In memoriam : Mohammed Arkoun (1928-2010) / Abdelkader Djeghloul (1946-2010)

Au cours de l’année écoulée deux éminents collègues nous ont quittés auxquels le CRASC et Insaniyat ne pouvaient pas ne pas rendre hommage. Il s’agit de Mohamed Arkoun (1928 - 2010) et de Abdelkader Djeghloul (1946-2010) : tous les deux sont largement connus en Algérie - leur pays - et dans le monde où leurs travaux ont été largement réceptionnés par les chercheurs dans le domaine des idées et des sciences sociales. Ces êtres exceptionnels avaient des ressemblances et des différences, et nos institutions comme nos universitaires n’ont probablement pas pu encore capitaliser toute l’ampleur de leur apport à la connaissance de la société. Cependant, notre contact avec les étudiants et la lecture des articles envoyés à notre revue par les chercheurs et contributeurs qui leur font référence, préfigurent assurément d’un processus en cours. L’URASC qui activait d’abord comme unité de recherche rattachée à l’Université d’Oran, puis le CRASC, (Centre National de recherche) auquel elle donna naissance en 1992 et sa revue Insaniyat, ainsi que nombre de chercheurs associés ou permanents, savent toute la dette qu’ils doivent à l’un et à l’autre ainsi qu’à nombre de nos collègues et aînés aujourd’hui disparus.

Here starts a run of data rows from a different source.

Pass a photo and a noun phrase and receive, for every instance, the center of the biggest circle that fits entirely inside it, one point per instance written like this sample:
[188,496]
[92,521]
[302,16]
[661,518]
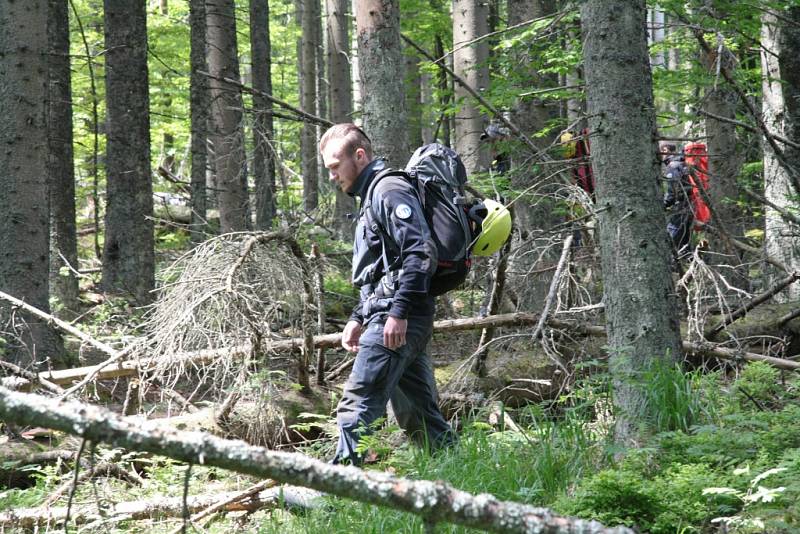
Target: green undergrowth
[720,453]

La trajectoire particulière de Mohammed Arkoun a fait qu’il a dû quitter le pays, assez tôt, pour n’y revenir que bien plus tard pour des séminaires et rencontres scientifiques. Mais, lorsqu’il décida d’aller embrasser le monde, les motivations à l’origine de ses recherches avaient déjà pris naissance au sein du terroir dans sa Kabylie natale, à Oran où il fit ses études et ailleurs dans le pays. Il allait scruter  la pensée islamique, telle que forgée sur la longue durée, en abordant toute une sphère civilisationnelle, à travers ses racines fondatrices dans la pensée classique. Pour cela il fallait forger l’arsenal méthodologique et théorique adéquat, et il fut, dans ce domaine, l’un des pionniers, un grand maître en tout cas, universellement reconnu, de la raison critique. Nos contacts avec ce big man  ont eu aussi une certaine permanence  depuis ses passages à Oran dans les années 1980 et sa participation à un de nos séminaires et, encore plus, depuis sa  participation au Comité de parrainage de la revue Insaniyat (à partir de l’année 1999). S’il n’a pu revenir au pays ces dernières  années pour différentes raisons  et malgré quelques unes de nos invitations[1], il  avait la courtoisie de nous envoyer ses livres dès leur parution et de nous faire part de sa satisfaction concernant un certain nombre d’articles ou de numéros d’Insaniyat.

Pour sa part, Abdelkader Djeghloul avait eu, à travers ses travaux, à présenter des lectures de F. Fanon et d’Ibn Khaldoun, avant de consacrer l’essentiel de son effort intellectuel à explorer la sphère de production intellectuelle et littéraire de notre passé colonial, sous l’angle, notamment, de son rapport au politique et à l’éveil national. Son séjour en France dans les années 1980 et 1990 lui avait permis, au-delà du contexte de l’époque et du malheur qui nous frappait tous, d’approfondir une recherche et des idées qu’il reviendra défendre dans son pays. Le CRASC, où il avait eu à intervenir souvent à la lisière des années 1990 et 2000, et avec lequel il reprit contact à la veille de son décès, n’oubliera pas les encouragements et la contribution discrète à son fonctionnement.

Il faudra désormais se faire à l’idée que Mohamed Arkoun et Abdelkader Djeghloul nous ont quittés à jamais.                                                                                                                      

La presse écrite, la radio et la télévision ont répercuté les nombreux hommages qui ont été rendus aux deux hommes. Cependant le plus grand des hommages est encore à venir, lorsque la pousse qu’ils ont aidée à planter, dans le champ de la recherche en sciences humaines et sociales, donnera naissance à l’émergence et à la consolidation d’un véritable processus de capitalisation et de redéploiement des savoirs touchant à l’homme et la société en Algérie, au Maghreb et ailleurs. Avec la participation de tous, nous nous attachons à y contribuer, au CRASC, à travers Insaniyat notamment.

Nos deux collègues et amis sont certes partis, mais non sans nous léguer un patrimoine et une contribution à la pensée universelle qui ne pourront que stimuler notre réflexion et éclairer notre devenir à tous.

 Qu’ils reposent en paix.

Nouria BENGHABRIT-REMAOUN


Note

[1] Notamment pour le Colloque en 2004 sur "L’état des savoirs en sciences sociales".